We hadn’t meant to stop the parade.
My friend Sholeh and I paid a few rupees to a boy, Sahel, to walk with us along the ghats, or stairs leading down to the river; his job was to shoo away beggars. We walked through the smells of cow dung, incense, urine, curry, and smoke. The sounds of the drums, the sitar, the chants from a mosque. A cow climbed the ghat steps. A tourist pointed his giant telephoto lens toward a man in prayer. We walked along through the dusky evening light, and anyone who approached us was turned away by Sahel, who motioned for them to “talk to the hand.” His job was taken very seriously.
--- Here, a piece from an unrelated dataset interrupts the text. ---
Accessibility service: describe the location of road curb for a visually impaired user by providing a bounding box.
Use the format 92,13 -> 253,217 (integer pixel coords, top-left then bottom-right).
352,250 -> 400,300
We stopped in a restaurant, read the menu, which warned, “Please allow 21 minutes for your order,” and Sahel stood outside, making sure no one would bother us. He gave the hand to beggars, lepers, little girls selling shells. He stopped at no one and was worth the dollar we’d paid. And we were worth his time — one dollar is the average daily wage for an Indian. Sahel was only 11 years old, making more, perhaps, than his father.
After stopping for lunch and then in a shop to buy saris, Sholeh and I wandered along the streets. A leper sat next to a fire, begging. His nose had melted into his face, his fingers had fused together. I had a PowerBar in my bag, so I handed it to him. He held it with his wrists, looking at the shiny gold wrapper with confusion. I realized there was no way he could get the wrapper opened. I took the bar back, telling him in English, which is perhaps more ridiculous than the gift of the PowerBar itself, that I would unwrap it for him. I peeled off the gold wrapper and placed the bar back between his wrists. He looked at it with curiosity. I’m not sure if he even knew it was food; it certainly didn’t resemble any of the food I had seen in India.
“Let’s go,” Sholeh said, tired of watching the absurdity of the scene. Since I didn’t know what else to do, I waved, a goofy half wave. The leper nodded, and I wanted to believe I had done something good. That I wasn’t out of place, foreign, and clueless.
The gauzy net of dusk had fallen, and the parade, a prelude to aatari, or the evening prayers, had begun. Men of all ages and sizes played flutes and sitars, banged drums, shook tambourines, or just walked along in procession down the street. Sholeh and I waved to the crowd as they passed. The younger men waved back first. Then they all looked over to us and waved, laughing. They stopped playing their instruments and waved with both hands. Some even jumped up and down in excitement. The fellows in back crowded into the men who were stopped, waving at us, and the whole parade buckled like an accordion and then came to a halt. Everyone on the streets looked over at us, trying to see what on earth could have stopped the parade. Sholeh and I laughed at first — the thought of stopping a parade!
But Sahel reprimanded us. He didn’t speak English, but the way he dragged us away from the edge of the parade, the look on his face, the finger wagging, told us he was angry with us. Maybe we hadn’t been worth the trouble after all. We tipped him the equivalent of another dollar, doubling his pay, and he nodded with great seriousness before disappearing into the forest of orange and gold-clad people, leaving us to fend for ourselves.